The threatening towers and the strong crenellated curtains remain; while there are traces of the primitive and very strong dry-raised walls with large blocks on the road that leads from the Pieve to the Rocca. Many still existing buildings belong to the century. XVI (Braschi house with three orders of arches, Belluzzi-Filippi house, etc.). A painting by F. Zuccari is kept in the Capuchin church, which was built in 1549 outside the third enclosure. Baroque is instead the Pieve dei Valloni, near which there is a small museum, with Umbrian-Etruscan objects, medieval fragmentary marbles, Greek-Byzantine tablets, a polyptych attributed to Giulio Romano, a canvas by Batoni.
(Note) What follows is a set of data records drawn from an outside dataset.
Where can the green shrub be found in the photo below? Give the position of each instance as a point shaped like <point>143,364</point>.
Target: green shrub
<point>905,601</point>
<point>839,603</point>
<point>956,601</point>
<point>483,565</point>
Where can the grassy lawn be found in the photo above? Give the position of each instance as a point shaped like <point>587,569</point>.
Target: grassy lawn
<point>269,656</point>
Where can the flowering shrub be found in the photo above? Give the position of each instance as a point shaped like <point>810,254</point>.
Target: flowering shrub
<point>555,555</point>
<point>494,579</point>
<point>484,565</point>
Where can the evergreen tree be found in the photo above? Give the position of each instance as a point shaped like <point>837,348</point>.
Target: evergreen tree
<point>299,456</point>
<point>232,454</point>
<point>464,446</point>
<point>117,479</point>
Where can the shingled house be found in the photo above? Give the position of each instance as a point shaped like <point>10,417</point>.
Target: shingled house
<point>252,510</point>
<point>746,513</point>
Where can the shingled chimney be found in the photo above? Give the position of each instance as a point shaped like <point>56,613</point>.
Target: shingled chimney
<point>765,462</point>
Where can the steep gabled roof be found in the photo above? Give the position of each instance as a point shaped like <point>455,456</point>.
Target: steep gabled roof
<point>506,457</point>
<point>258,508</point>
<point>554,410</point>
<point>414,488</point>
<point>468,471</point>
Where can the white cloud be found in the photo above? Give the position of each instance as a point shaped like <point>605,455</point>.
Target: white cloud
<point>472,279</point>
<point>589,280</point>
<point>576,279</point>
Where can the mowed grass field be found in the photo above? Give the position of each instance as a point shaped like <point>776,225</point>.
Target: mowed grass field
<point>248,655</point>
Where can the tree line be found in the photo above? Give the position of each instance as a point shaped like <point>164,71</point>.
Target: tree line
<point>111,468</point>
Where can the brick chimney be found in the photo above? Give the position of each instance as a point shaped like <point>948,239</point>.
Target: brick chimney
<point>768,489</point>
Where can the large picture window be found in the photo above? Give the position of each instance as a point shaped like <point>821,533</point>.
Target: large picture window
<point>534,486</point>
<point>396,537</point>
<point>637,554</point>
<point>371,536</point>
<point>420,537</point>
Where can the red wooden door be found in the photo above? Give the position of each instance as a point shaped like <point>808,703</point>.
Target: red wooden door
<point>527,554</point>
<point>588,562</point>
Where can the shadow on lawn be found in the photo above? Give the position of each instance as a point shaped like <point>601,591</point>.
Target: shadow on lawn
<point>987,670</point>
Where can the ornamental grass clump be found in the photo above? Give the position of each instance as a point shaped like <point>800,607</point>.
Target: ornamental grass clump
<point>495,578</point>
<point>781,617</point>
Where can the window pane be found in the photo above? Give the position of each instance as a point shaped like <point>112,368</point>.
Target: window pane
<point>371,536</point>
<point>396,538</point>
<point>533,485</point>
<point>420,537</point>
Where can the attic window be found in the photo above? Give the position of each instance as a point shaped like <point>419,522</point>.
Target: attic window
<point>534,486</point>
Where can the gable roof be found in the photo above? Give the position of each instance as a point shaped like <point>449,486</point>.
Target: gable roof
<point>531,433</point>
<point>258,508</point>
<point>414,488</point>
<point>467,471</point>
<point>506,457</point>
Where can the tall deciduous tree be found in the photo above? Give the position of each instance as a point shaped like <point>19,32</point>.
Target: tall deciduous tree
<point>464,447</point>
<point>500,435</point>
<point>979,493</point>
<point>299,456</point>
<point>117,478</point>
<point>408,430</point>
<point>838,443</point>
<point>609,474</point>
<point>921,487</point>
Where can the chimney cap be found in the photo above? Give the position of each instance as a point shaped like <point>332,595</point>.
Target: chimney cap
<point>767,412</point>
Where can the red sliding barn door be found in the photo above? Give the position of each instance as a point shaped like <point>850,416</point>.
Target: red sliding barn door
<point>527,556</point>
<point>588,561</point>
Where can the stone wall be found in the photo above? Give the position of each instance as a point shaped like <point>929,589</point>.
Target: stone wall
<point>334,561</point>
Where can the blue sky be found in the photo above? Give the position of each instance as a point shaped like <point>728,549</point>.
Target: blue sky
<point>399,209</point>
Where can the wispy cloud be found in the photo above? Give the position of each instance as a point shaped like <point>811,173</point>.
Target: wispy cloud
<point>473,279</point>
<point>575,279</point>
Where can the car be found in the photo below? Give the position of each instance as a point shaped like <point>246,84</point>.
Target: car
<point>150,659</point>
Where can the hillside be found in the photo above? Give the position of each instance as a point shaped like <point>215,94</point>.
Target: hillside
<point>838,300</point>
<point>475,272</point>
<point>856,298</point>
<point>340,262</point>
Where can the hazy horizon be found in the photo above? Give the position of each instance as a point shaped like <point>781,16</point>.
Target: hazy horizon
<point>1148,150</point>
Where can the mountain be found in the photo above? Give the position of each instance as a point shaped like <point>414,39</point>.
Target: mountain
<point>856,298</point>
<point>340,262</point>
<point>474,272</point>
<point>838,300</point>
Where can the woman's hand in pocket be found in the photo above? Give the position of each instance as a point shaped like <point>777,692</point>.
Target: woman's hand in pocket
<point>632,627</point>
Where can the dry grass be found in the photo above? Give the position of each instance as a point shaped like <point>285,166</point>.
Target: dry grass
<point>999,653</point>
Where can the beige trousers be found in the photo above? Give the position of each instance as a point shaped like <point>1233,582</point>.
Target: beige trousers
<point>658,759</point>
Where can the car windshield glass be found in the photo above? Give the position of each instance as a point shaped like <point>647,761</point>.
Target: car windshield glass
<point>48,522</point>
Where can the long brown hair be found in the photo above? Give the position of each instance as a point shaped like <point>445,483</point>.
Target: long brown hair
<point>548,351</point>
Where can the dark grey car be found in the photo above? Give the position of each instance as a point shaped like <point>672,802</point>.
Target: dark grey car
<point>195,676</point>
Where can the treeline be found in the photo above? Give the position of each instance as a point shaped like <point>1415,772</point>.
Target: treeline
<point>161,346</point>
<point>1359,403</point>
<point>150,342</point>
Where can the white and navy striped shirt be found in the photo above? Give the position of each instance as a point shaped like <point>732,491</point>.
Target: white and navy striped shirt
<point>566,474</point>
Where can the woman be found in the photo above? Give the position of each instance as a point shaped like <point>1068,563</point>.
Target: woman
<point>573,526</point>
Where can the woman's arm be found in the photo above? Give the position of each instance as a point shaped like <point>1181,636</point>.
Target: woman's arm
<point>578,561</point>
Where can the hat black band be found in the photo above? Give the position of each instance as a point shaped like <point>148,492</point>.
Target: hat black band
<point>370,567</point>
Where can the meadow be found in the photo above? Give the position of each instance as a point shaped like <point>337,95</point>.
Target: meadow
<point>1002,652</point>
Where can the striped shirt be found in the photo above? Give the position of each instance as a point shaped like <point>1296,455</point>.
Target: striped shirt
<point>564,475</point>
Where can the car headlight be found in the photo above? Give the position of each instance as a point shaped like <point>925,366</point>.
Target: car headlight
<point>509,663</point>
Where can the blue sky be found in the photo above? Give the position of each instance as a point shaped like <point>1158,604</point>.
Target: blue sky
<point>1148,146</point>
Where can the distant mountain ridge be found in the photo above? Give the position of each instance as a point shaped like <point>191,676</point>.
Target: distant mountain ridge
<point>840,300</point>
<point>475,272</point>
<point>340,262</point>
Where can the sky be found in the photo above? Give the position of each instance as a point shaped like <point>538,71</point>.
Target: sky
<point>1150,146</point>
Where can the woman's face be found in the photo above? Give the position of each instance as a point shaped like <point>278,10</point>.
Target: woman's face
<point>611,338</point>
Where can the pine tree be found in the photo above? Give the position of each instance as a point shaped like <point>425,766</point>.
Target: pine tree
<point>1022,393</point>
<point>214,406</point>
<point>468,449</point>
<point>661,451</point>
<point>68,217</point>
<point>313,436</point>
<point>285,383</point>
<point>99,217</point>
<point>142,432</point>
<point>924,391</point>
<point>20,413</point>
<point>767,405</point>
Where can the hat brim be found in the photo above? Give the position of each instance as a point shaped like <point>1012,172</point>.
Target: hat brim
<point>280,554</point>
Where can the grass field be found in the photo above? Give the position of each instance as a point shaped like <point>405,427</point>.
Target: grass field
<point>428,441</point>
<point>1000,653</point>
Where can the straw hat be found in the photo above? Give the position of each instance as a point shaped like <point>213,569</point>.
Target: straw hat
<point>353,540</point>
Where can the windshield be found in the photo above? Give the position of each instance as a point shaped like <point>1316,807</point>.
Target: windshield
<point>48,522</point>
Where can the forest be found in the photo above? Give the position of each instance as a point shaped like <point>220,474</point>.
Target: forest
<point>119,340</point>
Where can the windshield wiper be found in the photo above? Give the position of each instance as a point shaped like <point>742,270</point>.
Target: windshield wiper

Furthermore, two Saints by Michele Giambono are kept in the town hall.

The modern age has left two notable buildings in San Marino: the new government building and the parish church.

The latter was rebuilt on a previous medieval building, in neoclassical style, by the Bolognese architect Antonio Serra, who designed it with three naves with a barrel vault and mighty colonnades that extend into the apse and the portico of the facade. Its construction lasted from 1826 to 1855.

The elevation of the Government Palace, at Pianello, was instead devised by Francesco Azzurri in 1894, with the intention of evoking a medieval building in its invoice. In fact, it has a façade with a portico with three Gothic arches and similar balconies: cornices with corbels and battlements, an elevating tower grafted onto its walls, an interior made in the same style, with a staircase and a rich council hall with a fresco by Emilio Retrosi.

In front of the building is the monument to Liberty, which is also the work of the sculptor Stefano Galletti, also from the 19th century.